Photo courtesy of iStockphoto/RapidEye
Trading sex for money has been at least partially legal in Germany since 1927, but in 2002, Parliament passed a set of laws designed to improve the lives of the country’s prostitutes. The idea was to grant sex workers some of the rights and responsibilities other members of the workforce have, like receiving social security and having to pay taxes in return. As a result, the country became a magnet for hookers and johns, and it’s been reported that there are approximately 400,000 prostitutes servicing an estimated 1 million men a day inside its borders.
A lot of people don’t think this is a good thing. A study commissioned by the European Union released this year claimed that, globally, attempts to normalise the world’s oldest profession haven’t reduced human trafficking. Activsits have called for the criminalisation of buying (but not selling) sex in an effort to stamp out prostitution, and the government planned to ban “flat-rate” sex, which is when men pay a set amount of cash for a night’s worth of hanky-panky.
I wondered what the sex workers themselves thought of this debate, so I called up Undine de Revière, the spokesperson for the Professional Association of Erotic and Sexual Services, who’s been in the flesh business for 20 years.
VICE: What do you think about the studies that have found many instances of human trafficking in the sex industry?

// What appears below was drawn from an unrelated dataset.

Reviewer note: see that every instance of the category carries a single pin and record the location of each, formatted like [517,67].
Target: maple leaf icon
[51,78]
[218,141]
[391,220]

Is that something you worry about?
Undine de Revière: One of the two most commonly cited studies is based on a number of governmental reports that vary significantly in quality. I have witnessed some human-trafficking processes in court for research purposes, and it’s very complex. Most trafficking cases are a mix of voluntary sex work and a third party trying to influence the number of clients, sex acts or the general workflow.
How do you make sure sex work is safe and not tainted by these third parties?

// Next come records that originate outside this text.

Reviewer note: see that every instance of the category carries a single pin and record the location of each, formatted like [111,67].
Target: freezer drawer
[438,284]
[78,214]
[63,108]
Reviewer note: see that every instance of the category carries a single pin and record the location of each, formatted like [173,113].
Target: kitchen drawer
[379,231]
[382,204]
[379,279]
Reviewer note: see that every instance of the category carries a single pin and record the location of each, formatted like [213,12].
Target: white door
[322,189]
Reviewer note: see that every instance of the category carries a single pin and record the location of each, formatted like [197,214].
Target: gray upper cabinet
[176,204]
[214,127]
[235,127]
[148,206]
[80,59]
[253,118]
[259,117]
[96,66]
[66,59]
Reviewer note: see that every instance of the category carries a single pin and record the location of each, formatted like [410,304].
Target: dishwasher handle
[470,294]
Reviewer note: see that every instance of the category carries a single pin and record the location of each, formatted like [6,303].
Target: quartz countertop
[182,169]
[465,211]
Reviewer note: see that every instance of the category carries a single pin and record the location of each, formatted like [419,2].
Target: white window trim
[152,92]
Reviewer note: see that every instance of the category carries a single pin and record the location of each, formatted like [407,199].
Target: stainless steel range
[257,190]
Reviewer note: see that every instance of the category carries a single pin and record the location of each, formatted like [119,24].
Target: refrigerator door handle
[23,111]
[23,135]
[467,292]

Security isn’t an issue that’s limited to sex work – basically every job that confronts you with drunken partiers can be dangerous. Generally, I’m very pro empowerment and education, like peer-to-peer projects that teach sex workers about their rights and responsibilities, or classes in self-defense or German. I think the root of the biggest problems is poverty. Police raids are not an answer.

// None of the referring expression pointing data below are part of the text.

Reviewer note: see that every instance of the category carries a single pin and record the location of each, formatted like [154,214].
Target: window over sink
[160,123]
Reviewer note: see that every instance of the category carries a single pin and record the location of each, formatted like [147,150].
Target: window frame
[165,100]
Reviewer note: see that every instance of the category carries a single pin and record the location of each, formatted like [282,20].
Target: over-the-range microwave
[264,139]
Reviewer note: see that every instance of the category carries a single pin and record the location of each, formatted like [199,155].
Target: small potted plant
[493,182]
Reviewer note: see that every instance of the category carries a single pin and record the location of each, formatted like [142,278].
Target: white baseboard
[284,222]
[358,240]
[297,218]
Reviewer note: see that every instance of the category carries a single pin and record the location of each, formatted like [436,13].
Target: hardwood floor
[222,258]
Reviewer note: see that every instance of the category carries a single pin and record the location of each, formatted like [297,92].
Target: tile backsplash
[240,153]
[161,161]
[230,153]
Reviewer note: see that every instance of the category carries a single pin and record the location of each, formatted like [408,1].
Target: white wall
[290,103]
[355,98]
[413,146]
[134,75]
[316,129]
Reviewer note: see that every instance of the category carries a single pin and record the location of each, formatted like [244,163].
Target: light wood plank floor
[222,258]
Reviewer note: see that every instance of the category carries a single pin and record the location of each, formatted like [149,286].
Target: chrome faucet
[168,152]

Aren’t the police supposed to protect sex workers who aren’t doing anything illegal?
I know a couple of women who were traumatised by the cops. The raids [on brothels] tend to be quite violent; they wear bulletproof vests, have dogs and guns, and they’re usually not very polite toward the women. I think the police should be more approachable so they can actually solve crimes instead of scaring the women and creating a general sense of distrust. Instead of victimising us and then trying to engage forced salvation through legislation, I think we would all be better off if there were campaigns to encourage respectful treatment of sex workers.